Reducing Toxicity From Chronic Lymphocytic Leukemia Treatment

patient care perspectives


Appropriate counseling is crucial in the management of chronic lymphocytic leukemia (CLL) so that patients are aware of the serious and less serious side effects of their medications. Such knowledge can help to ensure compliance with treatment.

Expert Commentary

Susan O’Brien, MD

Division of Hematology/Oncology
Department of Medicine
University of California, Irvine
Irvine, CA

“ . . . when I consider the serious toxicities associated with the use of BTK inhibitors that can result in a patient discontinuing treatment, I think that it is also important to make our patients with CLL aware of the less serious—albeit annoying—toxicities. . . .” 

Susan O’Brien, MD

Strategies to avoid adverse events (AEs) with novel therapies include the use of time-limited venetoclax-based regimens and second-generation Bruton tyrosine kinase (BTK) inhibitors, which have a lower risk of certain AEs (eg, atrial fibrillation, bleeding, and hypertension). However, when I consider the serious toxicities associated with the use of BTK inhibitors that can result in a patient discontinuing treatment, I think that it is also important to make our patients with CLL aware of the less serious—albeit annoying—toxicities, including arthralgia, diarrhea, mouth sores, and cramps that are never grade 3/4 in severity but are nevertheless bothersome to patients.

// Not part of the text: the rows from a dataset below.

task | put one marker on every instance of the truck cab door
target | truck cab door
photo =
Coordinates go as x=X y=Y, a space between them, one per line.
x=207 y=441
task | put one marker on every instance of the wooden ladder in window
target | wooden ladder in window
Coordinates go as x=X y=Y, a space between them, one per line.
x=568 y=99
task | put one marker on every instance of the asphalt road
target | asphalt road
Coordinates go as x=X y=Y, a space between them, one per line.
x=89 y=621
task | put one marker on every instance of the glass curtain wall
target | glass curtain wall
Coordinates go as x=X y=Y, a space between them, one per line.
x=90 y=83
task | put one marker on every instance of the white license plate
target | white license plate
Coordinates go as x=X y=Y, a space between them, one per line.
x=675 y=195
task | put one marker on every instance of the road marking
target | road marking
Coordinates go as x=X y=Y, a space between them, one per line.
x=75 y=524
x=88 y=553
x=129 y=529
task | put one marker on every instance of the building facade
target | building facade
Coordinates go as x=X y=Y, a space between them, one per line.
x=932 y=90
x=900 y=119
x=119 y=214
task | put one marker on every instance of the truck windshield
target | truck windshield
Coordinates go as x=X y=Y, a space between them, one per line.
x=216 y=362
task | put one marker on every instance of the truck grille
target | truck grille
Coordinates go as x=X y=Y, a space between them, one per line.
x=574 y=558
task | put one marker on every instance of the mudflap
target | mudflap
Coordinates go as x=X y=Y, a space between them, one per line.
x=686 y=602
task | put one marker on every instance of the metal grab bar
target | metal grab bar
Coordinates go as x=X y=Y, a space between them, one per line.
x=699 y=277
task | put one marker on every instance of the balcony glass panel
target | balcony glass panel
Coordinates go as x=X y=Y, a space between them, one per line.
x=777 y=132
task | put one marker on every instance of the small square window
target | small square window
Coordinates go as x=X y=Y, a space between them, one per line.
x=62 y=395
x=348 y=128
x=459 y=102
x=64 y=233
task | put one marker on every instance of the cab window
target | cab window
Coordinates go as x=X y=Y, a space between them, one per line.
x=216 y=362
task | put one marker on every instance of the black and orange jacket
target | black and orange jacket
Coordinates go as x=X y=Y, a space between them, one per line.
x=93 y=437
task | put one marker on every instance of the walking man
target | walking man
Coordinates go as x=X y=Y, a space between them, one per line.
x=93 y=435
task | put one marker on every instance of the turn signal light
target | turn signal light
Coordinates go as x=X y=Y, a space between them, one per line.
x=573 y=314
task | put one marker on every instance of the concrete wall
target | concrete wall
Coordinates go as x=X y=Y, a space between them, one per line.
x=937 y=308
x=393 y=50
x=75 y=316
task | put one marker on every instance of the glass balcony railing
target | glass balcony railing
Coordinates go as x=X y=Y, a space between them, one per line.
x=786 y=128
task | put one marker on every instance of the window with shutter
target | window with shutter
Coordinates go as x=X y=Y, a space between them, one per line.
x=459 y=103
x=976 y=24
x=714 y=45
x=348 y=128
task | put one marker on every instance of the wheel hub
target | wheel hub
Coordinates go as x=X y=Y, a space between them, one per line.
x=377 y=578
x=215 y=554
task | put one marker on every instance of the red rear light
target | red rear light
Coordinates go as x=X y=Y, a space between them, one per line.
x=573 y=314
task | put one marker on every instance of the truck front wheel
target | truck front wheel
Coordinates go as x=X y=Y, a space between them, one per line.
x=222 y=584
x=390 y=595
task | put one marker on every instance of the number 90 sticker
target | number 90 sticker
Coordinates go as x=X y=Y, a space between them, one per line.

It is important to support patients by letting them know that the side effects that they are experiencing will usually dissipate over the first few months of treatment and by encouraging them to stick it out. For example, if a patient with CLL develops mouth sores that cause pain when eating or drinking, they may consider discontinuing treatment, given the prospect of a long-term side-effect burden. It is rewarding when a patient appreciates your counseling about the transient nature of AEs, and this support helps get them through the first few months of treatment.

Dose reduction can also be useful in patients with CLL who develop toxicities, and that is my first inclination, rather than changing drugs; however, dose reduction does not work in every patient. There are some patients in whom I have reduced their doses and there was no question that the frequency of that side effect decreased, and then there are others in whom the dose reduction did not make a difference. Also, there is no established threshold dose below which you will not see a particular side effect. Dose reduction is less common these days, with the availability of alternative agents in the same class. I think that more people are likely to say something like, “Let’s just switch over to another agent.” In my experience, the majority of patients who discontinued ibrutinib for toxicity, for example, were able to tolerate acalabrutinib. While dose reduction is an option that I use, I suspect that it is probably easier for many physicians to just shift treatments because of the availability of acalabrutinib. But, certainly, dose reduction is tried and true.